I am sorry the preschool called him that :( I think a preschool would help actually to be honest, I dont know your son though. My son was awful when he started but the 1-1 helper stopped that.

Bets of luck xx


----------



## Marleysgirl

As midnight-fairy says, Portage are fantastic - so I've heard!

Not that we have Portage here, Andrew is under the Pre-Schools Special Needs Service run by the Council ... 

But my pal Sherryberry takes her littl'un Millie along to Portage sessions, and it sounds as if they play a similar role to the PSSNS. Portage has a website so check it out for more information.
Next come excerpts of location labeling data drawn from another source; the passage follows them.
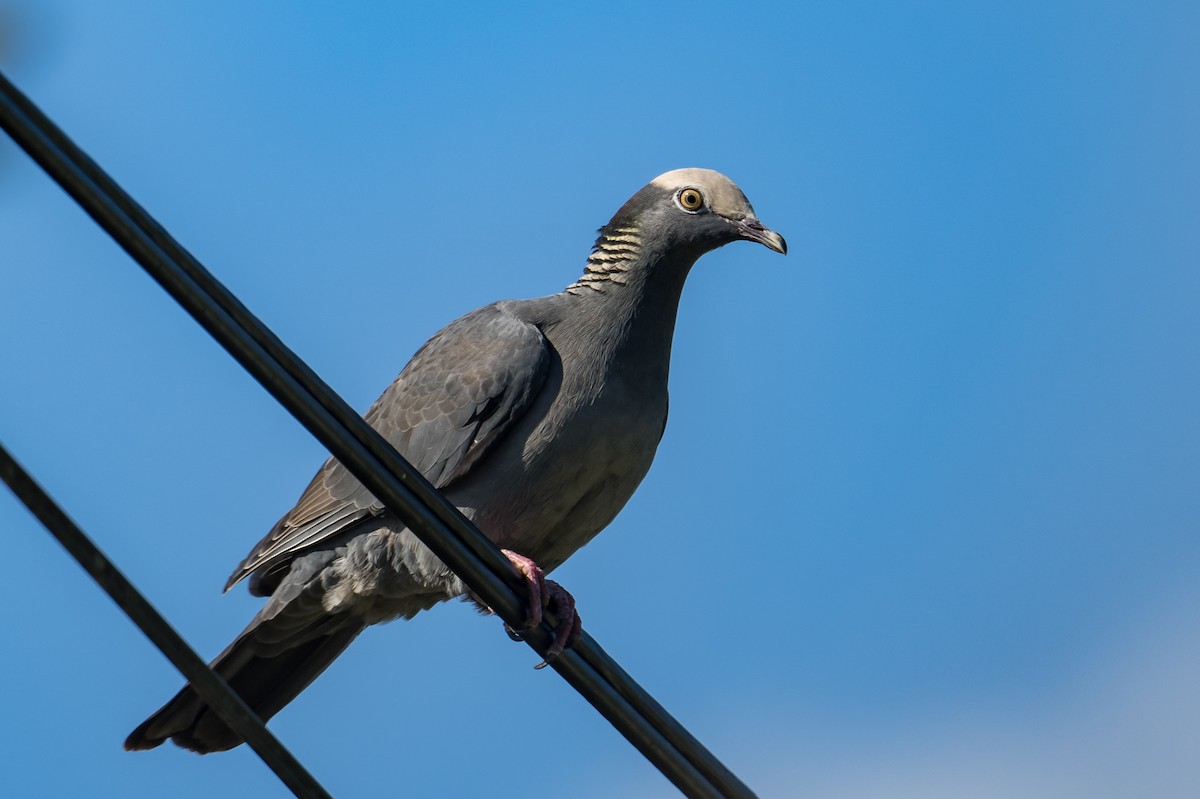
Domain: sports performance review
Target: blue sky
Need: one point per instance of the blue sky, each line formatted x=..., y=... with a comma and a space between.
x=924, y=520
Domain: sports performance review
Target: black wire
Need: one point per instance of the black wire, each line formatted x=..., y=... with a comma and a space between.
x=438, y=523
x=211, y=688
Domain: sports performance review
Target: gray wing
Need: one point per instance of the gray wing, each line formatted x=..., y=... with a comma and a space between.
x=456, y=397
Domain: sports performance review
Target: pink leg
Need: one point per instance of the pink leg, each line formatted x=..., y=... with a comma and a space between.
x=547, y=594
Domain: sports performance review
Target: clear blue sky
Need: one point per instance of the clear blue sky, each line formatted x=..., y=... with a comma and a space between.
x=924, y=522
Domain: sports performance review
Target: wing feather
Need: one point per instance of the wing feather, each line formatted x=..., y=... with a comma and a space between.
x=456, y=397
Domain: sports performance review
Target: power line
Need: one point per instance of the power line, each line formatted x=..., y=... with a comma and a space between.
x=211, y=688
x=363, y=451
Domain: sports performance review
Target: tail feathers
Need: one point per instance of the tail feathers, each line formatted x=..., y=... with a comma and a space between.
x=267, y=683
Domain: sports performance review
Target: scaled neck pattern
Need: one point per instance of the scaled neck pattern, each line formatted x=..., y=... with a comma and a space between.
x=609, y=265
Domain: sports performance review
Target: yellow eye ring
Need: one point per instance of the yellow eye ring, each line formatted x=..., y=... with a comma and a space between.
x=690, y=199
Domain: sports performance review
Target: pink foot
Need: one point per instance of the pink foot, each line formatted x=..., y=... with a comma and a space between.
x=546, y=594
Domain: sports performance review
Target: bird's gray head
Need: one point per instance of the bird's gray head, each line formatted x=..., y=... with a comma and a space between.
x=697, y=208
x=675, y=218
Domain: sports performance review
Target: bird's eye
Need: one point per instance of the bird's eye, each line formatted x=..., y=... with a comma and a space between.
x=690, y=199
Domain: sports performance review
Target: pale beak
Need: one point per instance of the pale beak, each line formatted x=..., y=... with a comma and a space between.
x=751, y=229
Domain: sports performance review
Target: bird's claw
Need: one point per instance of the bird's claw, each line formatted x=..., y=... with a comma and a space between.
x=545, y=594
We have a meeting next week that will include a discussion as to when Andrew may be ready for pre-school: 2yr actual (21m corrected), 3yr actual (normal time), or 4yr actual (delaying by a year).


----------



## WearMyKissx

Thank you for your replies. 

We have a meeting with the new pre-school tomorrow to let them know the latest and see how they'd be able to help him. Me and my OH (Ryans dad) are a bit worried he might need more 1to1 support rather than group but spose don't ask you don't simply know. The other pre-school which he got chucked out from also grabbed him by his shoulders to tell him off, he simply laughed at her and she said "Normal children don't laugh at me, Ryan does" so the LEA have got involved now in regards to them. 

There is a waiting list for Portage here but they'll come out before the Speech Therapy and hopefully before the next CDT assessment, but there is a support group for children under the CDT, no matter what the reason is, and the woman from Portage goes there too so might go to the next session with Ryan and hopefully meet other mums who are in the same position as me.


----------



## WearMyKissx

Hi all just an update really. In August Ryan had a hearing test and was all fine, but since last update he has been a whirlwind! Behaviour and mood swings have changed a lot, he now can not handle loud sounds, he is hardly sleeping. We are also under Portage now and have seen her for past couple of weeks but they're only with us for another 4 weeks and to be fair its not going to help him. Saw the paediatrician on Friday and our son has been diagnosed with ASD which was no surprise, as we were there she got on the phone to the special needs school in the area and he will be attending there after our visit on Thursday. 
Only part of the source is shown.